Pour l’essayiste, avec 1.000 milliards de dollars de déficit sur les échanges de biens et les multiples signes de son décrochage tant sur le plan industriel que militaire, l’Amérique tient aujourd’hui le monde « par des symboles » qui masquent la réalité ainsi que par le règne du dollar, son système financier, Internet et la langue anglaise. Si la Russie survivait aux sanctions, la démonstration serait faite de la fin de sa capacité de contrôle et de contrainte.

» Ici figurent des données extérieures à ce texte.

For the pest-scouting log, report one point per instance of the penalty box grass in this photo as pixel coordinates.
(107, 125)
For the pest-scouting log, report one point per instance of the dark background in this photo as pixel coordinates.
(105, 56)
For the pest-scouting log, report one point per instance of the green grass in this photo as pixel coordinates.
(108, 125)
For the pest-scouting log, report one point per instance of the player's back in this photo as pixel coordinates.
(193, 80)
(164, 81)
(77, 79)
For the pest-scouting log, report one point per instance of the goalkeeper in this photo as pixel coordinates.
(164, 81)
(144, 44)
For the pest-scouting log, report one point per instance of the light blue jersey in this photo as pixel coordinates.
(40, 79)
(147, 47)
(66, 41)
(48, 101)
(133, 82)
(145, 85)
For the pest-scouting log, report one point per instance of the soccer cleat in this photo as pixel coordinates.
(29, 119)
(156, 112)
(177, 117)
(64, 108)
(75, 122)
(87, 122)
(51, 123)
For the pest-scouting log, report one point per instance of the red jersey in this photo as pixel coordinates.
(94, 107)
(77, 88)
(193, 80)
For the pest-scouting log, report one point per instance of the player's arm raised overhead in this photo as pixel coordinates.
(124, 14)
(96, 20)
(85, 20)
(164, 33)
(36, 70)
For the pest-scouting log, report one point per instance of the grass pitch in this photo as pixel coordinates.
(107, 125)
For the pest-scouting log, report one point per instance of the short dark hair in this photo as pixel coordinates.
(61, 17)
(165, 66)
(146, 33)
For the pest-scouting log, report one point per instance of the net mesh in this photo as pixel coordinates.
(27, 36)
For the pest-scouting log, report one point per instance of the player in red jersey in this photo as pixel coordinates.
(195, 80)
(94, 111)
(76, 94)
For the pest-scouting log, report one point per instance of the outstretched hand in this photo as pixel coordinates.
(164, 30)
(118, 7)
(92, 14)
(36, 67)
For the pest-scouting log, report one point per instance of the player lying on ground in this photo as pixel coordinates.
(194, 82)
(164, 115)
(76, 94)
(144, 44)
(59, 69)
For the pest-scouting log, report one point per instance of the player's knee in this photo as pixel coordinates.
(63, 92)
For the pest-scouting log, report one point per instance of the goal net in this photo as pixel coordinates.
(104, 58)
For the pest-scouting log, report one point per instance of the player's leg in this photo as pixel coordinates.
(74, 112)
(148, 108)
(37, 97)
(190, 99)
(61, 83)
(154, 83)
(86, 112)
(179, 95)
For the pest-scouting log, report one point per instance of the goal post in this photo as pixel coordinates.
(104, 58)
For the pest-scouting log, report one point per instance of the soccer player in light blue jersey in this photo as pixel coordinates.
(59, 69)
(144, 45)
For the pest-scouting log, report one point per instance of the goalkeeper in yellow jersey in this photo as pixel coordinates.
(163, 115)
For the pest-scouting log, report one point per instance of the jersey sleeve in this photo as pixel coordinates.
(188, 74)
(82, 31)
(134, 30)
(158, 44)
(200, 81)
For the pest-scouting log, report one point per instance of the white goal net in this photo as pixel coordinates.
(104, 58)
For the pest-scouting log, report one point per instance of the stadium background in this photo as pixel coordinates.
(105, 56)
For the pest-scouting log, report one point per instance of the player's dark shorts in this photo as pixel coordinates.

Les faiblesses de l’empire seraient mises au jour.

Face à ce risque existentiel, les Américains avec l’aide de l’OTAN, leur instrument, seraient prêts à tout pour l’emporter. Emmanuel Todd en veut pour preuve l’attentat contre les gazoducs Nord Stream dont il ne doute pas de l’origine atlantiste.

Pour séduisante que soit l’analyse du déclin américain, on peut douter du fait qu’elle soit partagée par les élites de Washington. Il y a, en effet, les chiffres et les données brutes mais il y a aussi la psychologie humaine avec ses phénomènes de dissonance cognitive qui conduisent souvent à réinterpréter les événements d’une manière bien différente de ce qu’ils expriment dans la réalité.

Dans un article publié par L’Express le 22 octobre dernier, Francis Fukuyama voyait dans le conflit ukrainien une confirmation de sa théorie de la « fin de l’Histoire ». À travers une lecture plus idéologique qu’Emmanuel Todd, il incitait les partisans de la démocratie libérale à ne pas céder au fatalisme « qui accepte tacitement la ligne russo-chinoise selon laquelle [les] démocraties vivraient un déclin inévitable ». Le monde libéral avait certes connu de terribles revers par le passé, notamment dans les années 1930, mais ses concurrents autoritaires avaient toujours fini par s’effondrer. Pour Fukuyama, les signes sont les mêmes aujourd’hui, qu’il s’agisse de la Russie, qui est « devenue un objet de dérision », de la Chine ou de l’Iran. Pas de doute, l’Occident est du bon côté de l’Histoire.

Mêmes accents optimistes du côté de la Maison-Blanche, qui a récemment publié un document sur ses priorités stratégiques. Dans l’introduction, Joe Biden, comme Fukuyama, oppose le camp des démocraties, conduit et défendu par les États-Unis, aux autocraties, Chine et Russie en tête, qui tenteraient de subvertir l’ordre international.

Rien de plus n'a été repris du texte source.